In some embodiments, the model selection module 500 may determine the performance of corresponding models in the trained models based on non-reference metrics for perceptual estimation. The model selection module 500 may measure the performance of each model on an unknown LR image. The non-reference metrics may be used for perceptual estimation without knowing the baseline true value. Non-reference metrics identify texture and color richness based on nature image patterns and may include both conventional metrics and deep learning based metrics. Examples of non-reference metrics may include perception index (PI) metrics, natural image quality evaluator (NIQE) metrics, and Fréchet inception distance (FID) metrics. These metrics are used to learn a final score for the image quality evaluation. In some embodiments, weights may be assigned to all the metrics or the weights may be adjusted to select one of the metrics.


A non-reference metric is an image quality evaluation method that does not require a reference image, which can estimate the visual quality of an image based on features such as naturalness, clarity, contrast, and other features of the image. In some embodiments, the non-reference metric is used to select, in the absence of a real high resolution image, a super resolution model that is best suited for inputting a low resolution image. The non-reference metric generates a score related to the image quality with a lower score indicating a higher quality image. In some embodiments, the non-reference metric may be used to select, based on the image content, a super resolution model from the model selection module that best fits the image content.



FIG. 6 is a schematic diagram of the LIIF module and the image ensemble module of a CBPN 600 according to some embodiments of the present disclosure. To perform LIIF, a feature vector or feature map is extracted for the LR image 602, image patches 608 are generated by the LIIF module based on the feature vector and a search coordinate grid, and an SR image 610 is generated by the image ensemble module based on the image patches 608. In some embodiments, the image ensemble module may tile the image patches 608 to generate the SR image 610. In some embodiments, the image patches 608 are overlapping image patches.


As shown in FIG. 6, the LIIF is built on implicit arbitrary image super resolution. The LIIF is used to learn feature-based interpolation using a multilayer perceptron (MLP) layer. Given search coordinates and LR feature vectors, a continuous function ƒ shared by all images can be learned, for example, s=ƒ(z, xq−v), where z is the latent feature vector obtained by the encoder, xq is the sampled search coordinate value, and v is the spatial coordinate of the LR image. In some embodiments, in the LIIF, the image is split into spatial coordinates Xhr and a value domain Shr, where Xhr may refer to a coordinate matrix of the image, and Shr may refer to the RGB value corresponding to each coordinate of the image, i.e., a pixel value at the corresponding position. Here, Xhr and Shr correspond to the coordinate matrix of the SR image and the RGB value of each pixel. It should be understood that for the function ƒ above, s belongs to Shr, whereas xq belongs to Xhr. In some embodiments, the LR image is down-sampled as an input and, based on the LIIF, ƒ is made to predict the RGB value corresponding to each pixel of Xhr, i.e., to solve for Shr. In some embodiments, the function ƒ may represent the prediction of the RGB value (i.e., s) of a continuous image at coordinate xq according to a latent feature vector (i.e., z) corresponding to a spatial coordinate v that is closest to the search coordinate value xq (with the proximity of the coordinate being measured using a Euclidean distance) and a relative coordinate (xq−v).

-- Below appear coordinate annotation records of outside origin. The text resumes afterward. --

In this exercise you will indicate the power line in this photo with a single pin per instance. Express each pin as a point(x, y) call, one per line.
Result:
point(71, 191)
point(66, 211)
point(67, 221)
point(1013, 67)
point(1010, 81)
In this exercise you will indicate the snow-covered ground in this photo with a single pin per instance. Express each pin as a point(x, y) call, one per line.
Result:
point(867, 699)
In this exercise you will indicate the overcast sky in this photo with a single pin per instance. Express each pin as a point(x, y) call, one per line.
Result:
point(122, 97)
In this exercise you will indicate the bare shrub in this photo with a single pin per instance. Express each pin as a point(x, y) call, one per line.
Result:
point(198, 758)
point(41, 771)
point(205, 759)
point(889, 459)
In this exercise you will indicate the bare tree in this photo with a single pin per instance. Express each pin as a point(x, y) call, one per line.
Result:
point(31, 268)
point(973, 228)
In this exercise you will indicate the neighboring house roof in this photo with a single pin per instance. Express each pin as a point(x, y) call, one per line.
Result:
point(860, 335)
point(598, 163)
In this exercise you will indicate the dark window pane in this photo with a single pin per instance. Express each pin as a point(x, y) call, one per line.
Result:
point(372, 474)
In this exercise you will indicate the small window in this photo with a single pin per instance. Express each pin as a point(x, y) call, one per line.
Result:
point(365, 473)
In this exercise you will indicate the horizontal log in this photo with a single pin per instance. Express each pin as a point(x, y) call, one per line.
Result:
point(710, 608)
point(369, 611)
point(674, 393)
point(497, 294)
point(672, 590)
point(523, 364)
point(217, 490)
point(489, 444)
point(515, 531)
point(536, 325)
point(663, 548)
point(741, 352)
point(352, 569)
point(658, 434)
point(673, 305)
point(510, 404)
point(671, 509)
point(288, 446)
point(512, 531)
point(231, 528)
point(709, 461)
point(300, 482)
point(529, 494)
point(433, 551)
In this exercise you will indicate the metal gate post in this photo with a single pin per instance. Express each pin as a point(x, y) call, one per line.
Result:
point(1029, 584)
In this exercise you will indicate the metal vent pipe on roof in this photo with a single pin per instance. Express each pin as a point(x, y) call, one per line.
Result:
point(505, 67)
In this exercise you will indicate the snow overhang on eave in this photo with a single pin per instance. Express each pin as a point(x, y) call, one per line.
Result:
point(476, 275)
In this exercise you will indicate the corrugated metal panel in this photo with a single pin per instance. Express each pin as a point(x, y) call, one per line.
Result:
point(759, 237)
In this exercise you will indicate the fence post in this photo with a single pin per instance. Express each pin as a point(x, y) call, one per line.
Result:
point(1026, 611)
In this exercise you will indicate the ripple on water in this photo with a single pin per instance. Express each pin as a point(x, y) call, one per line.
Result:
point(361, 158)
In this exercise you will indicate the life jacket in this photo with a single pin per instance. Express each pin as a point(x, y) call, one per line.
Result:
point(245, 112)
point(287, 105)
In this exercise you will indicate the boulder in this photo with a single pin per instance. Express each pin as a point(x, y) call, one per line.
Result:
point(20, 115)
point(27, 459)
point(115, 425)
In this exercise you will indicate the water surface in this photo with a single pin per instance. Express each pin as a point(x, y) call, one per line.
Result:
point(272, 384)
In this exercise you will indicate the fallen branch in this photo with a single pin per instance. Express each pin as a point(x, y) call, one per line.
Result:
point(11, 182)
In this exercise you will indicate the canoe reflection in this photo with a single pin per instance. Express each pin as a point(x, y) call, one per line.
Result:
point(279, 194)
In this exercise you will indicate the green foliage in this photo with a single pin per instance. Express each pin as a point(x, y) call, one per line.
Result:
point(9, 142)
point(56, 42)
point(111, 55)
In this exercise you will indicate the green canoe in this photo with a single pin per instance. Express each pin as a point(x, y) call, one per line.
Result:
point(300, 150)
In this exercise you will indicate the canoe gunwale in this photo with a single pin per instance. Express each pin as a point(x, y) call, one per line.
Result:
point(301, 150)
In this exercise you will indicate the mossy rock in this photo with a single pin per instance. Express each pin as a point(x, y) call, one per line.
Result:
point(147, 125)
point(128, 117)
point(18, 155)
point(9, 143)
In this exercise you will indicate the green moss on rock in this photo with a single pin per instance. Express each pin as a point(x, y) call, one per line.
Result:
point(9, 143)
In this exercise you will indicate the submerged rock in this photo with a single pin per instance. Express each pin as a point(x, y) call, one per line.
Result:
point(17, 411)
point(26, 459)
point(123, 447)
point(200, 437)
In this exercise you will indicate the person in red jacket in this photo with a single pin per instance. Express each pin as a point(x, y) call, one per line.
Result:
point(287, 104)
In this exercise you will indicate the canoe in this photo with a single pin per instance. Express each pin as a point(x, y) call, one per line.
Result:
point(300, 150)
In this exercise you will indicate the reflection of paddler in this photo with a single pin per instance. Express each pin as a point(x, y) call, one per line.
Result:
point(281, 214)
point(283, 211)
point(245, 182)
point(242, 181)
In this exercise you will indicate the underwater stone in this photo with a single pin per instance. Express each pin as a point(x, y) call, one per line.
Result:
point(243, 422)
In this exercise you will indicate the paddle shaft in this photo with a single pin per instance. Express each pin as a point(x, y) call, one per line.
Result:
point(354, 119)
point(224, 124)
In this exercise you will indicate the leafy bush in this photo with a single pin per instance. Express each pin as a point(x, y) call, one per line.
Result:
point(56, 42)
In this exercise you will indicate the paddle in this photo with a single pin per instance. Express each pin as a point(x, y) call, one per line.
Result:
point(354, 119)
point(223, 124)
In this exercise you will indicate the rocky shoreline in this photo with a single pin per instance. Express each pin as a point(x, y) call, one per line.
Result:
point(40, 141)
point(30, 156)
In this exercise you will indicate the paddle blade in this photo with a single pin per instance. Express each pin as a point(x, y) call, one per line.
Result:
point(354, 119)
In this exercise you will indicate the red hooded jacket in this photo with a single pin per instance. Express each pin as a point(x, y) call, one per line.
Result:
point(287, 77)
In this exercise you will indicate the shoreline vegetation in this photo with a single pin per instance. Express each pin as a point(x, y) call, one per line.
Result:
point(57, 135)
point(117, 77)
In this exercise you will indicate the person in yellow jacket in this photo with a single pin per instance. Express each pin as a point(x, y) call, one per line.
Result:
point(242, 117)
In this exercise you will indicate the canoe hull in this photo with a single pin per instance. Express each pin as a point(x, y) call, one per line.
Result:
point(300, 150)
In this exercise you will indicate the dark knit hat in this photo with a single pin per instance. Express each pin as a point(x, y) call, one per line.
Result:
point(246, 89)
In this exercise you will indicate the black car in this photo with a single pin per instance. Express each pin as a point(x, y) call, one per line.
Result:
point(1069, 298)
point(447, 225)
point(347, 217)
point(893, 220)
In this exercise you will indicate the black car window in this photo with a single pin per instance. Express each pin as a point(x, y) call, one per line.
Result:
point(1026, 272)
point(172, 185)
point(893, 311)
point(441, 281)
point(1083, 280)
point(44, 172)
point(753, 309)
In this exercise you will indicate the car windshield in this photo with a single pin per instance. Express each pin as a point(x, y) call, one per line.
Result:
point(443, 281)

In some embodiments, the LIIF module may be used to generate a high resolution (HR) image. First, the LIIF module may include an encoder that converts the LR image to depth features. The LIIF module may also include an MLP that may take the coordinates and depth features as inputs and output corresponding RGB values. The MLP can realize a continuous representation of the image.


In order to generate high resolution images, the output of the LIIF needs to be searched for on a finer grid. This grid is the search grid, and its size is related to the target resolution. For example, if the image needs to be enlarged by a factor of two, then the size of the search grid is four times the size of the original image. Each point on the search grid is a search coordinate, which represents a pixel position on the high resolution image.


However, it may not be reasonable to directly use the search coordinates and the entire depth feature as inputs to the MLP, as this leads to excessive computation and ignores local information of the image. Therefore, the search coordinates need to be partitioned such that only a small piece of depth feature is used as input for each search coordinate. This small piece of depth feature is an image patch, and its size is related to the neighborhood of the search coordinate. For example, if a 3×3 neighborhood is desired, the size of the image patch is a 3×3 depth feature.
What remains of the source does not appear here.